As expected, the ASD group had elevated severity of comorbid psychopathology. However, the predicted association between measures of executive function and degree of depression, anxiety, or obsessionality was not significant. There were moderate associations indicating that increased depressive symptomatology was associated with poorer ToM, which is in line with previous reports of poor ToM in adults with depression [Fossati et al., 1999; Smith et al., 2006 ]. We suspected that elevated psychopathological symptoms in the ASD group might account for the poorer performance on the cognitive tasks when compared to the controls. However, the results did not support this, suggesting that the deficit in ToM was a factor of being on the autistic spectrum, not a factor of having comorbid symptoms of depression.
With respect to ASD diagnostic subtypes, there were no significant differences between AS and HFA groups on individual cognitive measures, and the multivariate SVM technique did not classify groups any better than chance.
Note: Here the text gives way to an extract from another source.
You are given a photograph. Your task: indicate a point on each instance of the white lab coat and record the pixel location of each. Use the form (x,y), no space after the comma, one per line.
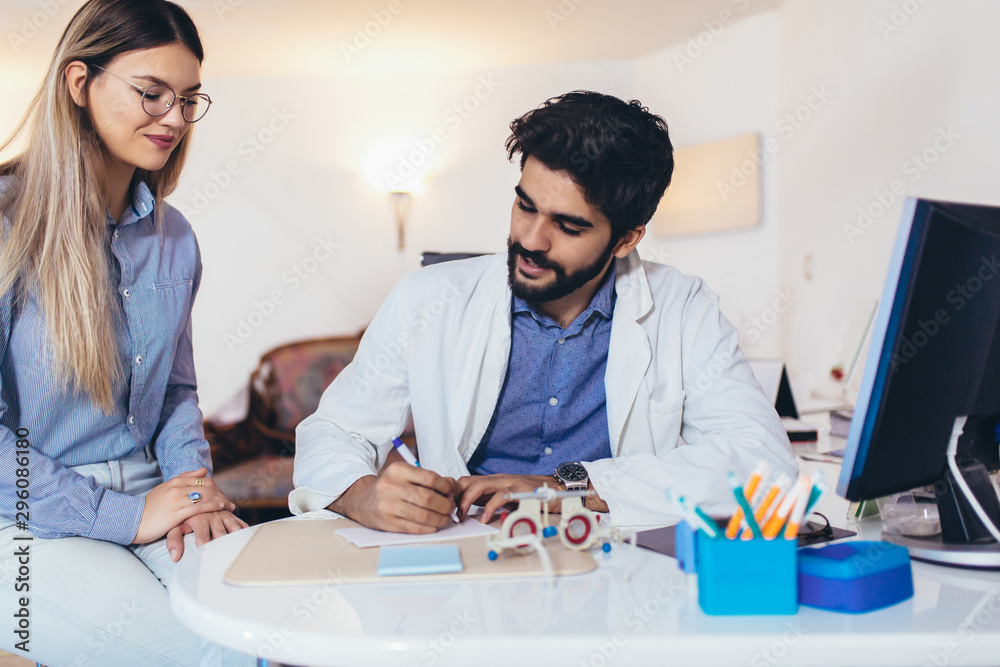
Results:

In terms of autistic symptom severity, we did find that the HFA group exhibited greater symptom severity than in the AS group in childhood (as measured by the ADI-R), but that symptom severity had leveled out by adulthood (as measured by the ADOS-G). This suggests that a language delay, which distinguishes HFA from AS, is associated with greater severity and wider range of autistic symptoms in childhood, but that these differences do not persist into adulthood with respect to behavioral or cognitive profiles. On balance, therefore, our data are consistent with the idea of collapsing subtypes within the autism spectrum in DSM-5.